RFC: -E mode to preserve system includes

Background
The -E option runs the preprocessor, and emits a compilable file with all the usual preprocessor “stuff” all done. Include files have been included, macros expanded, conditionals selected, all that good stuff. It’s quite common to ask someone to provide a preprocessed input file in order to figure out where their problem is. The advantage of a preprocessed file is that it (ought to be) compilable by anyone, without any need to reconstruct the original user’s environment. As long as you have the same compiler version, and the right target, it should all Just Work.

Problem
These files can be huge. If the problem is a compiler crash, or even if it isn’t, pretty much the first step anyone takes is to reduce the test case down to something manageable. Even with automated tools, this can take time. I personally have had to do this for files in the multiple hundreds of thousands of lines.

Observation
A whole lot of those lines are from standard headers. #include <vector> alone produces almost 25k lines of -E output in my environment. The standard headers are basically never the source of a compiler crash, and yet we have to contend with reducing them over and over again.

Solution
A new option -fkeep-system-includes which modifies -E behavior so that it does not copy any system header files to the output, but instead propagates the #include directive. That is, if you had something like

// my_header.h
void my_code();
// my_code.cpp
#include "my_header.h"
#include <vector>
void my_code() { ... }

then -E -fkeep-system-includes would present you with

void my_code();
#include <vector>
void my_code() { ... }

instead of 25k lines of irrelevant STL code wrapped by the relevant bits.
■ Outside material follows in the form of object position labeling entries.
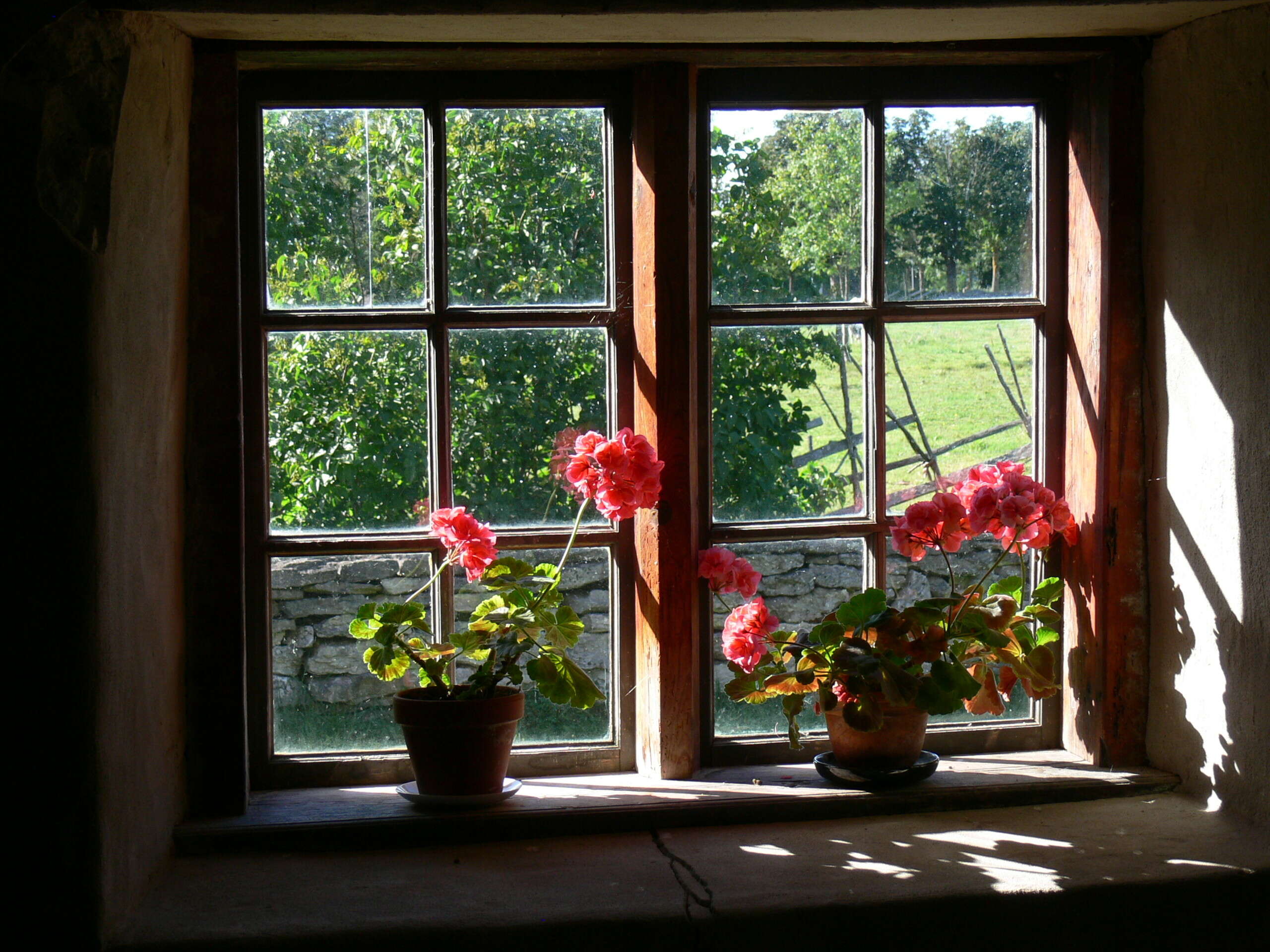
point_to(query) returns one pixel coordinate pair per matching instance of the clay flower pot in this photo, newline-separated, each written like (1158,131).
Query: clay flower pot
(459,748)
(896,747)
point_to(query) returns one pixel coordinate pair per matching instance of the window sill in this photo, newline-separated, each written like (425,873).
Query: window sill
(377,818)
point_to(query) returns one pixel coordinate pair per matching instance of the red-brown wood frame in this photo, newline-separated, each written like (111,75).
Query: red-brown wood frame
(1104,710)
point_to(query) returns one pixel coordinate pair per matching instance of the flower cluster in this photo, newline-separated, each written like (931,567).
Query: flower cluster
(745,634)
(1000,499)
(562,452)
(470,542)
(623,474)
(726,572)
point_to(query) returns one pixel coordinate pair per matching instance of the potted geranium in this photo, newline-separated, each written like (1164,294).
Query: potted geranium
(878,670)
(460,735)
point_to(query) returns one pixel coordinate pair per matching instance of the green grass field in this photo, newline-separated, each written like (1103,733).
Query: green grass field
(954,390)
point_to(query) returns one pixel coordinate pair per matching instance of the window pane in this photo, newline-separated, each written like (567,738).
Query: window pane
(526,206)
(515,394)
(346,207)
(908,582)
(788,422)
(803,582)
(959,202)
(969,400)
(348,429)
(324,700)
(786,198)
(586,590)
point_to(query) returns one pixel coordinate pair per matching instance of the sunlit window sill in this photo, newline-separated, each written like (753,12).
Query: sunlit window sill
(1119,873)
(373,818)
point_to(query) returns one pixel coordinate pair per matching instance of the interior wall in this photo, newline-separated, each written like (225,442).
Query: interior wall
(1207,255)
(137,412)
I believe in most cases the result will still be compilable “anywhere” although obviously the more platform-dependent it gets the closer you have to be to the user’s environment. But IME most cases aren’t like that; and if it is, you can always fall back to unmodified -E.

Patch
To be posted, probably tomorrow. But it’s actually pretty simple, once you get past the overhead of adding a new option.

Credit
@gregb had the idea, and other people on our team thought it would be useful too. I thought I’d propose it upstream because it seems like it should be quite widely useful.

6 Likes

While I have no problem with this feature, and see how it could be useful, I find the interaction with the STL includes is often the cause of crashes (typically template instantiations of STL types), and that swapping versions can lose the crash. While I think there is value to this option, I’d hope it doesn’t become the ‘default’ we have our users/crash recorder do.

One alternative I might consider is having us augment -frewrite-includes to make it more trivial to ‘replace’ the individually named files with the ‘include’ (rather than the contents). This makes the creduce-type step do a simple delete in the case we don’t want it, but leaves it around anyway.

2 Likes

Thanks for suggesting this, I’d love to use that.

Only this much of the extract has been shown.